Problem
Fort Worth Fire Department, Oleander Library, and Dallas County request spatial data analysis given specified criteria. Fort Worth Fire Department requests multiple spatial data analyses of incident calls received during January and February 2015. Oleander Library requests spatial data analysis to determine areas of customer clustering. Dallas County requests spatial data analysis to determine where high and low median incomes are clustered.
Analysis Procedures
Data provided by Fort Worth Fire Department includes January and February 2015 incident calls (separate shapefiles), potential fire station sites, actual fire station sites, alarm territories, and battalion boundaries, as well as major roads in the Fort Worth area. Data provided by Oleander Library included library districts, patron locations, major roads, land records and an apartment complex shapefile. Data provided by Dallas County included census block data for the geographic area which included median income as an attribute and major roads for the area. In each case, data was added to ArcMap for analysis. The appropriate spatial analysis tools were run. When appropriate, results were analyzed for statistical significance. Maps were symbolized for visual display.
Fort Worth Fire Department:
In each case, as a first step, available data was added to ArcMap for analysis.
- To determine if false alarms cluster in Battalion 2, I set a query to define the appropriate calls for analysis (false alarms) and then ran the Average Nearest Neighbor tool using February 2015 incident calls. I reviewed the graphed results of the analysis and determined whether there was statistically significant clustering. I symbolized the map for visual display.
- To determine if there was clustering of high priority calls, I first prepared by using the Calculate Distance Band from Neighbor Count tool to determine the average distance needed for the spatial data analysis tool. I used this distance in the High/Low Clustering (Getis-Ord General G) tool to determine high priority call clustering using January 2015 incident calls. I repeated the use of the tool at incremental distances to determine peak Z-score and statistical significance. I symbolized the map for visual display.
- To determine if there was clustering of high priority calls at multiple distances, I used the Multi-Distance Spatial Cluster Analysis tool to obtain a Ripley’s K Function output for January 2015 incident calls. I then graphed the difference between the observed and expected Ripley’s K values to identify the peak value (largest difference) and the related distance. I then reran the Multi-Distance Spatial Cluster Analysis tool to include a confidence envelope. I graphed the difference in Ripley’s K values (observed - upper confidence envelope) to determine distance of maximum clustering. I symbolized the map for visual display.
- To determine if there was spatial clustering of incident call types (at both high and low values), I ran the Cluster and Outlier Analysis tool. The results were then saved as a feature layer, added to the map and symbolized for analysis. The results were then compared to the census block median income data for further analysis. I symbolized the map for visual display. I then reran the Cluster and Outlier Analysis tool using a fixed distance band. The resulting layer was saved as a feature layer, added to the map and symbolized for analysis. The results were then compared to the census block median income date for further analysis. I symbolized this second map for visual display.
Oleander Library:
Available data (including a required grid) was added to ArcMap for analysis. I performed a spatial join joining the provided grid with customer counts, summing the customer counts for each grid. I excluded zero count cells from the analysis. I then used the Spatial Autocorrelation tool to determine Moran’s I. I examined the graphed results including the index, z-score and p-values. I then repeated this process using the Spatial Autocorrelation tool for interval distances to find the peak z-score. The map was symbolized for display.
Dallas County:
Available data was added to ArcMap for analysis. I used the Hot Spot Analysis tool to identify clustered areas of low and high values of median income by census block. I symbolized the map for display.

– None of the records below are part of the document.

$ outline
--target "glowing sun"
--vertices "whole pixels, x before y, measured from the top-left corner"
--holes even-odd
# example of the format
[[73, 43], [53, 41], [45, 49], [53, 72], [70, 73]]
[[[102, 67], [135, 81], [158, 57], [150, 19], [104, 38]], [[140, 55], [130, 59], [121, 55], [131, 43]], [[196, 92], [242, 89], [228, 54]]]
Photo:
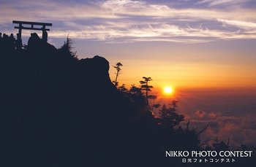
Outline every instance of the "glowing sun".
[[173, 89], [170, 86], [167, 86], [167, 87], [165, 87], [164, 92], [165, 94], [170, 95], [173, 93]]

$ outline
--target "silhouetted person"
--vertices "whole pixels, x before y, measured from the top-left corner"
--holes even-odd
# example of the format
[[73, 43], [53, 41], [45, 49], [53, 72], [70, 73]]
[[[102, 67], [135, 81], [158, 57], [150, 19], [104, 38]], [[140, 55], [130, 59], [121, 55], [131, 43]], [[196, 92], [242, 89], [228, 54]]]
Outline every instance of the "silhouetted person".
[[13, 34], [12, 33], [9, 37], [9, 43], [10, 47], [14, 50], [15, 48], [15, 42], [16, 39], [13, 36]]
[[43, 30], [42, 31], [42, 42], [47, 42], [48, 36], [48, 34], [47, 33], [47, 31], [45, 30]]
[[17, 40], [16, 40], [16, 48], [18, 50], [21, 50], [22, 48], [22, 39], [21, 39], [21, 34], [18, 33], [17, 34]]

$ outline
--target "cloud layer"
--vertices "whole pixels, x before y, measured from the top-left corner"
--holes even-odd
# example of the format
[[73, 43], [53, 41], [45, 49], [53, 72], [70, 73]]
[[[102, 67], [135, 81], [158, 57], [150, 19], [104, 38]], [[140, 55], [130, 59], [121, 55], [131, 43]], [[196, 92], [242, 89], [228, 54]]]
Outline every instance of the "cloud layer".
[[186, 7], [188, 1], [180, 1], [178, 7], [157, 1], [7, 1], [0, 7], [0, 25], [7, 31], [12, 20], [51, 22], [50, 36], [69, 34], [73, 39], [107, 42], [256, 39], [256, 10], [243, 7], [250, 1], [195, 1], [193, 7]]

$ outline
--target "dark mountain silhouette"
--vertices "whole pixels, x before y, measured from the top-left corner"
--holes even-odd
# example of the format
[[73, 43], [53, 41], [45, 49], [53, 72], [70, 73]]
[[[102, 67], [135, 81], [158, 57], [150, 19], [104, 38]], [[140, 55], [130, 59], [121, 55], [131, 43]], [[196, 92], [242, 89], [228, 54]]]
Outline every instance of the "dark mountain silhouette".
[[78, 59], [69, 39], [56, 49], [31, 34], [18, 49], [5, 38], [0, 166], [178, 166], [165, 150], [201, 149], [195, 131], [159, 125], [141, 90], [118, 90], [104, 58]]

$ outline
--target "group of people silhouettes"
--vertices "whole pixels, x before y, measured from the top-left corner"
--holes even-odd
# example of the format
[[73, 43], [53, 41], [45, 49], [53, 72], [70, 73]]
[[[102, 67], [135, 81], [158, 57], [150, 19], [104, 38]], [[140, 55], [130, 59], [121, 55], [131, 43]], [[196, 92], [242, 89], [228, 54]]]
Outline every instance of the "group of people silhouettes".
[[[43, 31], [43, 36], [42, 39], [37, 35], [37, 33], [31, 33], [28, 41], [27, 48], [33, 47], [39, 43], [46, 43], [48, 41], [48, 34], [46, 31]], [[6, 34], [2, 34], [0, 33], [0, 46], [5, 50], [21, 50], [23, 47], [22, 44], [21, 34], [17, 34], [17, 39], [14, 37], [12, 33], [10, 36]]]

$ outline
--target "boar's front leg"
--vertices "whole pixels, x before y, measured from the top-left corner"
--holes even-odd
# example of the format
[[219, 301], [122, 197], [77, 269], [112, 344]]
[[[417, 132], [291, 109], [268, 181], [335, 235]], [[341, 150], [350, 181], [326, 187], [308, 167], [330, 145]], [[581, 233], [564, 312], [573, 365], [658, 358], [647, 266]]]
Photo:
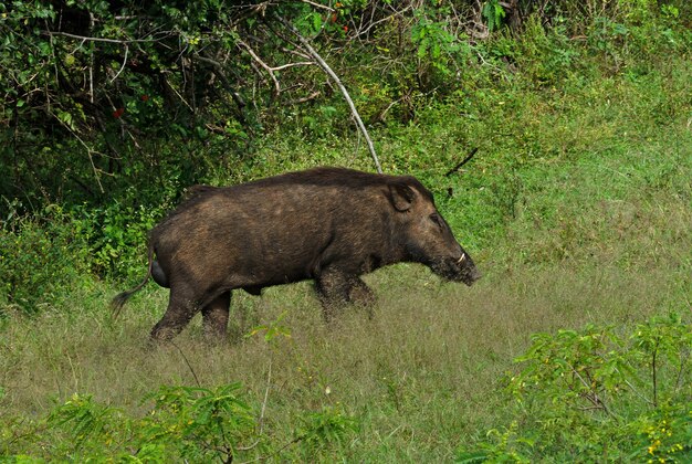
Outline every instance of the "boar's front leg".
[[151, 340], [168, 341], [172, 339], [180, 334], [198, 310], [198, 306], [188, 293], [171, 289], [166, 314], [151, 329]]
[[228, 326], [231, 292], [224, 292], [202, 308], [202, 333], [209, 341], [223, 341]]
[[[375, 302], [375, 295], [365, 282], [334, 266], [326, 267], [315, 277], [315, 288], [327, 323], [334, 317], [335, 310], [346, 303], [369, 307]], [[371, 317], [371, 312], [368, 313]]]

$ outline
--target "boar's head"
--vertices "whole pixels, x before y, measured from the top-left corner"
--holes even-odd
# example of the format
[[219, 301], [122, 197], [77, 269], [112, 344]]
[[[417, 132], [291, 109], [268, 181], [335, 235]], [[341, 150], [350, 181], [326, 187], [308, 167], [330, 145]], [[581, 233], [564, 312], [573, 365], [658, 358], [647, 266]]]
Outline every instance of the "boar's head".
[[432, 193], [416, 179], [409, 179], [410, 182], [389, 187], [397, 211], [397, 241], [403, 246], [405, 259], [427, 265], [445, 280], [472, 285], [481, 277], [473, 260], [454, 239]]

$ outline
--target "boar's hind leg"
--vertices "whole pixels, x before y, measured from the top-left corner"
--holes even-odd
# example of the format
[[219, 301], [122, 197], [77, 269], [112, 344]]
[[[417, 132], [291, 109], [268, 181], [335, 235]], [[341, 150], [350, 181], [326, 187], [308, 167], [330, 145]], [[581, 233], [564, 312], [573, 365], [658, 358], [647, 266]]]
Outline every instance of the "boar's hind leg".
[[224, 292], [202, 308], [202, 331], [210, 341], [222, 341], [228, 326], [231, 292]]
[[180, 334], [198, 310], [191, 298], [181, 297], [171, 291], [166, 314], [151, 329], [151, 340], [168, 341], [172, 339]]
[[349, 280], [350, 286], [348, 287], [348, 300], [358, 306], [367, 308], [368, 317], [373, 318], [373, 305], [375, 304], [375, 294], [368, 287], [365, 282], [358, 276], [353, 276]]
[[373, 291], [357, 275], [335, 267], [327, 267], [315, 277], [315, 288], [327, 323], [332, 320], [338, 306], [346, 303], [370, 306], [375, 300]]

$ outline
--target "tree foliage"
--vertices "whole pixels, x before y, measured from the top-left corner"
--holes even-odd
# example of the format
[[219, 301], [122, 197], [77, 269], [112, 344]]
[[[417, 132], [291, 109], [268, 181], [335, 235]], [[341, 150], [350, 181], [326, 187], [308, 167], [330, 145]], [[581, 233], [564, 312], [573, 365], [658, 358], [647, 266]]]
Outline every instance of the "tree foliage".
[[[296, 114], [347, 116], [291, 28], [334, 63], [370, 124], [408, 122], [462, 86], [491, 33], [570, 19], [570, 34], [684, 15], [648, 0], [13, 1], [0, 6], [0, 196], [102, 202], [125, 183], [175, 189], [234, 166]], [[285, 22], [282, 22], [285, 20]], [[614, 30], [617, 33], [617, 30]], [[621, 30], [620, 30], [621, 31]], [[353, 129], [350, 124], [334, 125]], [[198, 152], [203, 149], [205, 155]], [[154, 193], [144, 189], [145, 194]]]

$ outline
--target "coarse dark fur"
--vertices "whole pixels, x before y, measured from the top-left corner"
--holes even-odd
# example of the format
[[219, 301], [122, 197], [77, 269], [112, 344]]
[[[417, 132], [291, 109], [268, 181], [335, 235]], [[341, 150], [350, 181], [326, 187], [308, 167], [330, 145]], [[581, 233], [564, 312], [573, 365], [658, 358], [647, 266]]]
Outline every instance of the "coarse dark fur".
[[119, 310], [153, 276], [170, 288], [153, 339], [172, 338], [200, 310], [205, 333], [222, 337], [235, 288], [259, 295], [312, 278], [328, 320], [343, 303], [370, 304], [359, 276], [398, 262], [422, 263], [466, 285], [480, 277], [413, 177], [316, 168], [233, 187], [197, 186], [151, 231], [145, 281], [113, 306]]

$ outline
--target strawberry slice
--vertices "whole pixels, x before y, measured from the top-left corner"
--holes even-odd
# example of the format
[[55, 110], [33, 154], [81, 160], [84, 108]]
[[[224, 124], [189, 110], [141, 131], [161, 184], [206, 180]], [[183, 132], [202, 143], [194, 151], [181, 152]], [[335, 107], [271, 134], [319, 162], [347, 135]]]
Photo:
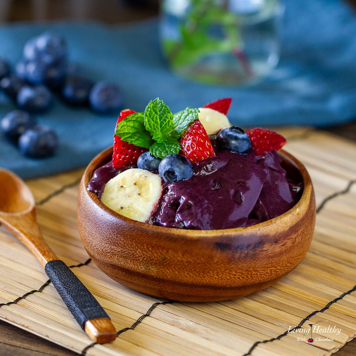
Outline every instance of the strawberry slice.
[[210, 108], [211, 109], [214, 109], [218, 111], [221, 114], [226, 115], [230, 108], [231, 102], [232, 99], [231, 98], [225, 98], [223, 99], [218, 99], [215, 101], [211, 101], [206, 105], [204, 105], [203, 108]]
[[[125, 117], [136, 112], [130, 109], [123, 110], [117, 119], [116, 127], [117, 127], [117, 124]], [[115, 131], [116, 131], [116, 128]], [[138, 147], [125, 141], [122, 141], [120, 137], [114, 135], [112, 166], [114, 168], [124, 168], [129, 164], [136, 163], [141, 155], [147, 151], [146, 148]]]
[[251, 140], [253, 151], [259, 157], [264, 156], [274, 150], [278, 151], [287, 142], [279, 134], [265, 129], [250, 129], [246, 132]]
[[184, 155], [192, 162], [199, 162], [215, 156], [206, 131], [199, 120], [189, 125], [180, 143]]

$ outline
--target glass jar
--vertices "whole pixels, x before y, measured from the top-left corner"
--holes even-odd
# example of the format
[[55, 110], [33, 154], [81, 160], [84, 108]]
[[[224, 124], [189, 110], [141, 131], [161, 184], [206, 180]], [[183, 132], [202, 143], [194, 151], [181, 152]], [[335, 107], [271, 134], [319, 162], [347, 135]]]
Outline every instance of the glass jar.
[[279, 58], [278, 0], [163, 0], [160, 36], [172, 69], [234, 85], [268, 74]]

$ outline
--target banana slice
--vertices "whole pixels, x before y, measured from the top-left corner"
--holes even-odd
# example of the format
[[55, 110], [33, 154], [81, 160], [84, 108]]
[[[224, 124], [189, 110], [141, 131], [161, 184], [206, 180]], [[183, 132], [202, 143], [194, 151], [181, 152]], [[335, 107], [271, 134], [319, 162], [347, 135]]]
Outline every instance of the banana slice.
[[162, 189], [158, 174], [131, 168], [106, 183], [101, 200], [117, 213], [144, 222], [157, 206]]
[[227, 117], [210, 108], [199, 108], [199, 120], [208, 135], [217, 134], [219, 131], [232, 126]]

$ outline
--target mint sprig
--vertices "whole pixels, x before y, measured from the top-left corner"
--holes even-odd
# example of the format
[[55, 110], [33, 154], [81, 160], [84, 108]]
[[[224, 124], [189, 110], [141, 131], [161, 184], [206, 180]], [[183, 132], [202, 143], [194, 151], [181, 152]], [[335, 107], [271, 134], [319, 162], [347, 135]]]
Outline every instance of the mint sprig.
[[185, 131], [193, 121], [198, 119], [199, 109], [187, 108], [184, 110], [176, 112], [173, 115], [173, 126], [171, 132], [171, 137], [179, 139], [182, 133]]
[[143, 123], [143, 112], [136, 112], [125, 117], [117, 124], [115, 134], [126, 141], [139, 147], [149, 148], [153, 143], [150, 133], [146, 131]]
[[155, 142], [150, 147], [151, 154], [160, 158], [164, 158], [168, 155], [179, 153], [180, 151], [180, 144], [173, 138], [169, 138], [163, 142]]
[[157, 142], [163, 142], [169, 137], [173, 126], [173, 115], [168, 106], [159, 98], [151, 100], [145, 110], [145, 127]]
[[149, 148], [152, 156], [164, 158], [178, 153], [178, 140], [189, 125], [198, 119], [199, 110], [187, 108], [174, 115], [159, 98], [151, 100], [143, 112], [136, 112], [117, 124], [115, 134], [123, 141]]

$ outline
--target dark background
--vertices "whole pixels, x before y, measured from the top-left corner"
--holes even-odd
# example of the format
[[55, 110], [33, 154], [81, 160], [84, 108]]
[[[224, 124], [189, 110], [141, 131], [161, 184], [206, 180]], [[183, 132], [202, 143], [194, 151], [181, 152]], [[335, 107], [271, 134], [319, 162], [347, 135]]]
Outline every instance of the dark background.
[[[356, 0], [349, 0], [349, 2], [356, 9]], [[65, 19], [118, 24], [156, 16], [159, 10], [158, 0], [0, 0], [0, 23]], [[356, 141], [356, 120], [327, 130]], [[356, 310], [356, 306], [355, 308]], [[356, 355], [356, 339], [335, 354]], [[0, 321], [0, 356], [77, 355]]]

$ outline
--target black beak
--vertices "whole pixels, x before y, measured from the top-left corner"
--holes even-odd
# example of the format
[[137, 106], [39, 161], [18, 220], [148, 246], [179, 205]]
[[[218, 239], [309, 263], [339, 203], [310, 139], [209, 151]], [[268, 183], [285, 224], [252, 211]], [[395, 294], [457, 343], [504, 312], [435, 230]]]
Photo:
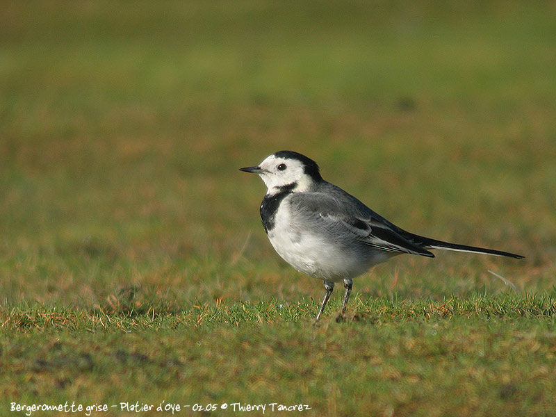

General workflow diagram (Click to enlarge)
Results
Map highlighting high/low cluster analysis based on median incomes at census block level (Click to enlarge)
Map highlighting clustering of library patrons (Click to enlarge)
Map highlighting clustered areas of low and high values of median income by census block in Dallas County (Click to enlarge)
Map highlighting high/low cluster analysis based on median incomes at census block level at fixed distance band (Click to enlarge)
Application & Reflection
Spatial data analysis provides a convenient way of determining spatial clustering and dispersion of features as well as attributes of interest. These types of analyses can be used across a variety of industries and public services. As a sociologist interested in food systems, I would be interested in determining if there is any type of spatial patterns related to farmers markets here in North Carolina. In particular, I would be interested in assessing whether any spatial clustering and dispersion is related to income. For this project, I would obtain a list of farmer’s markets locations in North Carolina from the Farmer’s Market Online website. These would be geocoded as points to a TIGER/Line shapefile of North Carolina obtained from the US Census Bureau. Using the Average Nearest Neighbor tool, I would determine whether the farmer’s markets in North Carolina were clustered or dispersed. Following this, if the farmer’s markets were clustered, I would then compare this to median income by census block in North Carolina, which can be obtained from the US Census Bureau, to determine if there is any relationship between the clustering and median income levels in North Carolina.